Emergency physician Dr Ali Abdalvand, who is also on Chodyra’s current roster, told CBC that orphan patients would turn to temporary interruptions like urgent primary care or acute emergency care if they couldn’t. find a family doctor in their community.

“The whole point of having emergency medicine as a specialty and having the emergency department as an integral part of the health care system is the provision of unplanned acute care,” Dr. Abdalvand said.
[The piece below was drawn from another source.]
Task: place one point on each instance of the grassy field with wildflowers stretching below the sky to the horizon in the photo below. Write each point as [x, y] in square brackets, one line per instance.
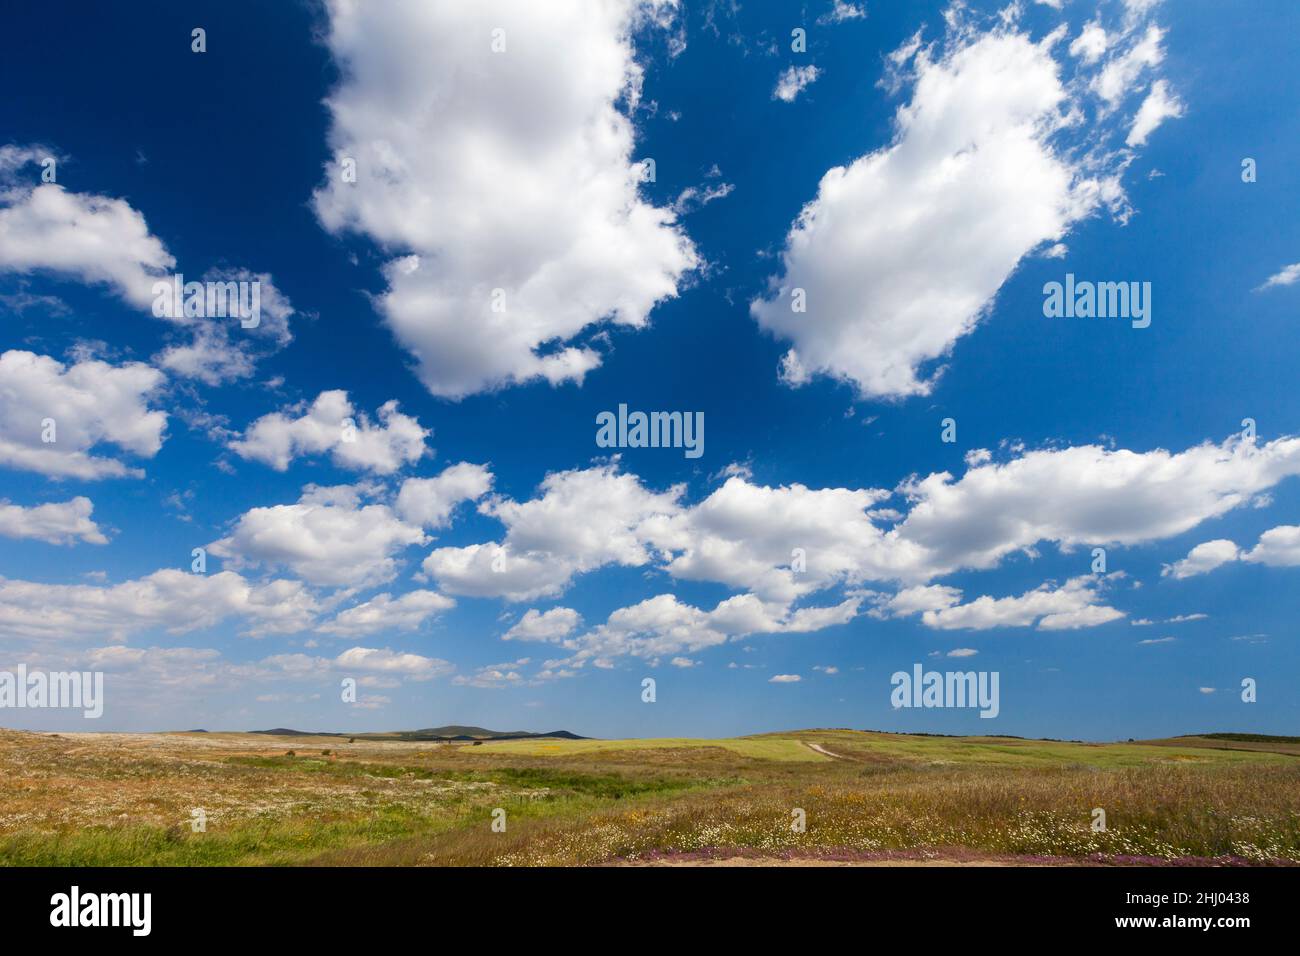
[128, 799]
A paramedic is pictured at St. Paul’s Hospital in Vancouver in January. Emergency physician Dr Ali Abdalvand fears patients may turn to temporary interruptions like acute emergency care if they cannot find a family doctor in their community. (Ben Nelms/CBC)

“If you end up sharing the resources of an emergency department to provide primary care, it will leave fewer and fewer of those resources for providing unscheduled acute care.”

Data from the Canadian Institute for Health Information, meanwhile, shows that emergency department spending across Canada has increased in recent years.

The cost of an emergency room visit rose from $96 in 2005-2006 to $158 in 2018-2019, an annual growth rate of 4%.

Ali Abdalvand looks at the camera.  He is an Asian man wearing a blue polka dot shirt.  He stands in front of a sign that reads
Emergency physician Dr. Ali Abdalvand fears an overflow of primary care patients will strain his department’s resources as more and more British Columbians struggle to find a family doctor. (Shawn Foss/CBC)

The same dataset also shows that in 2018-2019, emergency service personnel in British Columbia worked more overtime than anywhere else in Canada except the Northwest Territories, 9.14% of all hours worked.

As he searches for a new family doctor, Abdalvad tells CBC the province is losing “one of the best doctors” he has ever met.

“I know patients who have told me [Chodyra] went and got [their] prescription filled…and dropped it off,” he said. “It’s beyond [care]. And that makes me sad.”